Query analzyer with respect to field/index analzyer


(Nora Olsen) #1

Hi,

My mappings are defined like this:
{
"article" : {
"properties" : {
"text" : {"type" : "string", "store" : "yes",
"analyzer":"snowball"},
"country_name" : {"type" : "string", "store" :
"yes", "analyzer":"snowball"},
"city_name" : {"type" : "string", "store" :
"yes", "analyzer":"snowball"},
"tags": {"type":"string", "store":"no",
"analyzer":"snowball"},
}
}
}

And I have the following query:
"query" : {
"multi_match" : {
"fields" : ["fieldA", "fieldB"],
"query" : query
}
},

I have read that the search query analyzer should match with the
index analyzer but what if one of the properties uses an EdgeNGram?

Also, if I specify "snowball" in my query, the results are flipped. Should
it be since both the query and index are using the same analyzer?

Thanks!

--
You received this message because you are subscribed to the Google Groups "elasticsearch" group.
To unsubscribe from this group and stop receiving emails from it, send an email to elasticsearch+unsubscribe@googlegroups.com.
For more options, visit https://groups.google.com/groups/opt_out.


(Luca Cavanna) #2

Hi Nora,
correct usually the analyzer used at querytime is similar to the one used
at index time. NGrams are one of the exceptions, which usually get applied
only at index time as you have guessed.
If you want to use a different analyzer at querytime you can either specify
it in the query or in the mapping (search_analyzer).

If you apply stemming, it's usually needed to apply it at both index time
and query time, as you only index the stems and that's what you want to
search for (only the query terms stems).

That said, specifying snowball in your query shouldn't make any difference
as you have the same in the mapping (analyzer means both index_analyzer and
search_analyzer will be the same).
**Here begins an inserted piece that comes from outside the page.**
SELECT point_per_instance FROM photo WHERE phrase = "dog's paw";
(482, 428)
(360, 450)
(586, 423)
Do you have a different score for your
documents or always the same?

On Thursday, September 19, 2013 4:54:58 PM UTC+2, Nora Olsen wrote:

Hi,

My mappings are defined like this:
{
"article" : {
"properties" : {
"text" : {"type" : "string", "store" : "yes",
"analyzer":"snowball"},
"country_name" : {"type" : "string", "store" :
"yes", "analyzer":"snowball"},
"city_name" : {"type" : "string", "store" :
"yes", "analyzer":"snowball"},
"tags": {"type":"string", "store":"no",
"analyzer":"snowball"},
}
}
}

And I have the following query:
"query" : {
"multi_match" : {
"fields" : ["fieldA", "fieldB"],
"query" : query
}
},

I have read that the search query analyzer should match with the
index analyzer but what if one of the properties uses an EdgeNGram?

Also, if I specify "snowball" in my query, the results are flipped. Should
it be since both the query and index are using the same analyzer?

Thanks!

--
You received this message because you are subscribed to the Google Groups "elasticsearch" group.
To unsubscribe from this group and stop receiving emails from it, send an email to elasticsearch+unsubscribe@googlegroups.com.
For more options, visit https://groups.google.com/groups/opt_out.


(Nora Olsen) #3

Looks like is a mistake from me. The results are the same regardless
whether the 'snowball' analyzer is specified in the query.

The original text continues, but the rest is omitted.